# Sect 37: Intro to Time Series

- online-ds-ft-070620
- 10/15/20

## Learning Objectives:

- Learn how to load in timeseries data into pandas
- Learn how to plot timeseries in pandas
- Learn how to resample at different time frequencies
- Learn about types of time series trends and how to remove them.
- Learn about seasonal decomposition

- Prepare a time series dataset to use for modeling next class

## Questions?

# Intro to Time Series

## References

- [Pandas Timeseries Documentation](https://pandas.pydata.org/pandas-docs/stable/user_guide/timeseries.html)
- ['Timeseries Offset Aliases'](https://pandas.pydata.org/pandas-docs/stable/user_guide/timeseries.html#timeseries-offset-aliases)
- [Anchored Offsets](https://pandas.pydata.org/pandas-docs/stable/user_guide/timeseries.html#anchored-offsets)

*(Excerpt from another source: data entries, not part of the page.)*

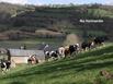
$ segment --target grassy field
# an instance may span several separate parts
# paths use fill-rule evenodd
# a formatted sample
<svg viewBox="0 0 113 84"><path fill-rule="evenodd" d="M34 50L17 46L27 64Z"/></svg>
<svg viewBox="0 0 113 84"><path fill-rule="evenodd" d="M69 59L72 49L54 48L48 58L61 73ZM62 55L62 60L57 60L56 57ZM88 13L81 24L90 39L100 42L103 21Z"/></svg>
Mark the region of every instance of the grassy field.
<svg viewBox="0 0 113 84"><path fill-rule="evenodd" d="M99 72L113 73L113 45L36 65L19 65L0 73L0 84L113 84Z"/></svg>

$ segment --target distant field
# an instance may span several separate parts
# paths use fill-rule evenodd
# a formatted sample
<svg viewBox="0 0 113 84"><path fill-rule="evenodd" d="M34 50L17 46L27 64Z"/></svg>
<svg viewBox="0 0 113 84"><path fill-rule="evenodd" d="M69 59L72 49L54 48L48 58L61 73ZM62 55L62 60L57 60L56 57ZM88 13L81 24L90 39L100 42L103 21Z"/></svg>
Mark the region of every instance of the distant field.
<svg viewBox="0 0 113 84"><path fill-rule="evenodd" d="M22 40L2 40L0 47L3 48L20 48L26 45L29 49L37 49L43 44L49 44L53 47L60 46L64 39L60 38L36 38L36 39L22 39Z"/></svg>

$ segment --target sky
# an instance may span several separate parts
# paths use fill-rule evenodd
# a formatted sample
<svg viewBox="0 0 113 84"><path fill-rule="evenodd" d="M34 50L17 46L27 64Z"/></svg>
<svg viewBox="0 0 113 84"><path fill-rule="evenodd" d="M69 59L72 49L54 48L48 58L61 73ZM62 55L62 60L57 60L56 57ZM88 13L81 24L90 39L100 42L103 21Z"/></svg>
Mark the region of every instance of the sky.
<svg viewBox="0 0 113 84"><path fill-rule="evenodd" d="M16 4L88 4L88 3L102 3L102 4L112 4L113 0L0 0L0 2L9 2Z"/></svg>

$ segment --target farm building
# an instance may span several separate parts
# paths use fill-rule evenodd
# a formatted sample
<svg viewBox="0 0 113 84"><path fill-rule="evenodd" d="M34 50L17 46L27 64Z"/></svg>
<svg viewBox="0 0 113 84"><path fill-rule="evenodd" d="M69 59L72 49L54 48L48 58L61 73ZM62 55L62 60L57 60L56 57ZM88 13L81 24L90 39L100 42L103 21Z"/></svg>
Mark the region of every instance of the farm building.
<svg viewBox="0 0 113 84"><path fill-rule="evenodd" d="M24 50L24 49L9 49L11 61L15 63L27 63L30 56L34 56L38 62L45 61L45 55L43 50Z"/></svg>

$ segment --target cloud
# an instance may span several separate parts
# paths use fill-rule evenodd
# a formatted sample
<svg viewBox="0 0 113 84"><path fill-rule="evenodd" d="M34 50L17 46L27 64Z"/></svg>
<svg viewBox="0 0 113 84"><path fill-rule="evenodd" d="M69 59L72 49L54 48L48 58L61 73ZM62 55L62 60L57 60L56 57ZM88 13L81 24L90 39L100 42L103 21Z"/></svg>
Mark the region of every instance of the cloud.
<svg viewBox="0 0 113 84"><path fill-rule="evenodd" d="M113 0L105 0L105 4L111 4L111 5L113 5Z"/></svg>
<svg viewBox="0 0 113 84"><path fill-rule="evenodd" d="M0 0L0 2L9 2L9 3L16 3L16 4L26 4L27 0Z"/></svg>

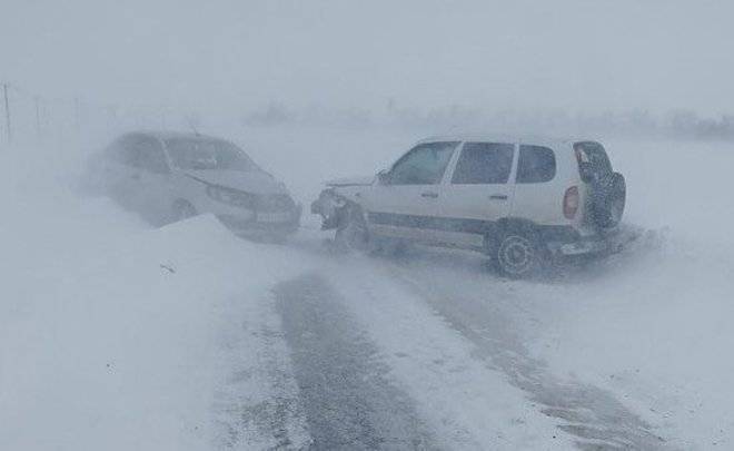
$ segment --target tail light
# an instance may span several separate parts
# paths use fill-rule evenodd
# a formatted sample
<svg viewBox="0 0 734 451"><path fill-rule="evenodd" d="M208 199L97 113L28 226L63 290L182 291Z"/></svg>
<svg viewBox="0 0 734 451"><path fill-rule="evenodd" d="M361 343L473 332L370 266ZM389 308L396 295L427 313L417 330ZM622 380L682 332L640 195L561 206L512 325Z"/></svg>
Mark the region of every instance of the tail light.
<svg viewBox="0 0 734 451"><path fill-rule="evenodd" d="M572 186L571 188L566 189L566 195L563 196L563 215L566 217L566 219L573 219L576 216L576 212L578 212L578 187Z"/></svg>

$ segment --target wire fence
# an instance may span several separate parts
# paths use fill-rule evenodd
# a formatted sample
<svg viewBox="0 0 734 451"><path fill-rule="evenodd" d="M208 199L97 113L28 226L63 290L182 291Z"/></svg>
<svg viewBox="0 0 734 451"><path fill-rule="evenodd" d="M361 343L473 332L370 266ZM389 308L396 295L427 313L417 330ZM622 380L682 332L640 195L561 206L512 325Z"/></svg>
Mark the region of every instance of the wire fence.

- https://pandas.pydata.org/pandas-docs/stable/reference/api/pandas.Timestamp.html

## Working with Time Series

In [None]:
# !pip install -U fsds 
from fsds.imports import *

import warnings
warnings.filterwarnings('ignore')

## Setting figures to timeseries-friendly
mpl.rcParams['figure.figsize'] = (12,6)

import os,sys

In [None]:
sns.__version__

### Creating a Time Series from a DataFrame

In [None]:
df = pd.read_csv('baltimore_crime_2020.csv',low_memory=False,
                usecols=range(12))
#df = fs.datasets.load_ts_baltimore_crime_full(read_csv_kwds={
#     'low_memory':False,'usecols':list(range(12)) })
df.head()

## Preparing Data for Time Series Visualization

- Index must be a `datetimeindex`

In [None]:
df.index

> #### Queston: We need to make a datetime index from the CrimeDate and CrimeTime. How might we do that?

In [None]:
# Make datetime variable from two columns


In [None]:
## Set dataframe index to be time series


In [None]:
## Preview the dataframe to confirm index

In [None]:
## Save a copy of the original dataframe (IF IT DOESN"T ALREADY EXIST)
### 


In [None]:
# ## Identify columns to drop/keep
keep_cols = ['Description','Longitude','Latitude','District','Neighborhood']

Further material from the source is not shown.